Bitsey | Chapter 5

Ich drehe die Karte um, doch die Rückseite ist leer. Ich habe keine Ahnung, was das zu bedeuten hat. Vielleicht war sie schon immer in dem Buch und sie ist mir nie aufgefallen? So blind kann ich zwar nicht sein, aber da ich momentan etwas durch den Wind bin, wäre es doch möglich. Bestimmt hat sich der Vorbesitzer Notizen gemacht und das ist eine Abkürzung für … ja, wofür eigentlich?
  Ich betrachte sie eingehend. Ich kenne mich nicht aus, aber ich schätze es ist ein teureres Papier als das in meinem Block. So edel. Aber bei einer Schrift wie dieser mehr als angemessen. Selbst der Knick hat Stil. Wenn ich ein Papier falze sieht es aus wie von Kinderhand. Weder gerade noch schief. Ich lege die Karte an ihren ursprünglichen Platz und schließe das Buch. Mir fällt ein, dass das Abendessen ansteht und gehe hinunter in die Küche.

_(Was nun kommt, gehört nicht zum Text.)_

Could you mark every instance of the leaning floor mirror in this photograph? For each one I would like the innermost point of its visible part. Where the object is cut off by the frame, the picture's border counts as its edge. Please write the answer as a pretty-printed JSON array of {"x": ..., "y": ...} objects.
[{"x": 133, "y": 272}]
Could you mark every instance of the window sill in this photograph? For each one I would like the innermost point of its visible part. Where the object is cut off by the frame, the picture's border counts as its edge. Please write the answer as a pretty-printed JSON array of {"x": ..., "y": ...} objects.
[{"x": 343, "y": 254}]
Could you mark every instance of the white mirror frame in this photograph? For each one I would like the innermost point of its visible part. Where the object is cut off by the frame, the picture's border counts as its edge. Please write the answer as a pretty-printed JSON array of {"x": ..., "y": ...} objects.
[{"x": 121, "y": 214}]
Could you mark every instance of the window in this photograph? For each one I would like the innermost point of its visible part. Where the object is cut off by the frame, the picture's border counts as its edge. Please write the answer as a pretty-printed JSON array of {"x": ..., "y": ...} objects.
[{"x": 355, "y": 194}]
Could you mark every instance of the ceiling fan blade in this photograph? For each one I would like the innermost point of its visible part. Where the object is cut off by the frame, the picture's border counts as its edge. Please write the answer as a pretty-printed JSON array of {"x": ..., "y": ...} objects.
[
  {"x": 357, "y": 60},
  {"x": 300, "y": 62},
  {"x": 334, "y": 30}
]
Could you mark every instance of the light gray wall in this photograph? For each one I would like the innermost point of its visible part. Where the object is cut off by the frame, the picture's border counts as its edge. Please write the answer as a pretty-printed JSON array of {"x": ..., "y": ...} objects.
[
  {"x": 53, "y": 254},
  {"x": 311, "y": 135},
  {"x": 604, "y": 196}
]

  Großmutter bereitet einen Salat zu und Vater sucht das Geschirr zusammen.
  „Essen wir draußen?“
  „Ja. Du kannst das Tablett bitte mit raus nehmen.“
Ich balanciere das voll bestückte Tablett auf die kleine Terrasse und atme innerlich aus, als ich es unbeschadet auf den Tisch absetze. Ich verteile seinen Inhalt auf dem Tisch und sortiere die Teller, die mein Vater mir reicht, den Plätzen zu.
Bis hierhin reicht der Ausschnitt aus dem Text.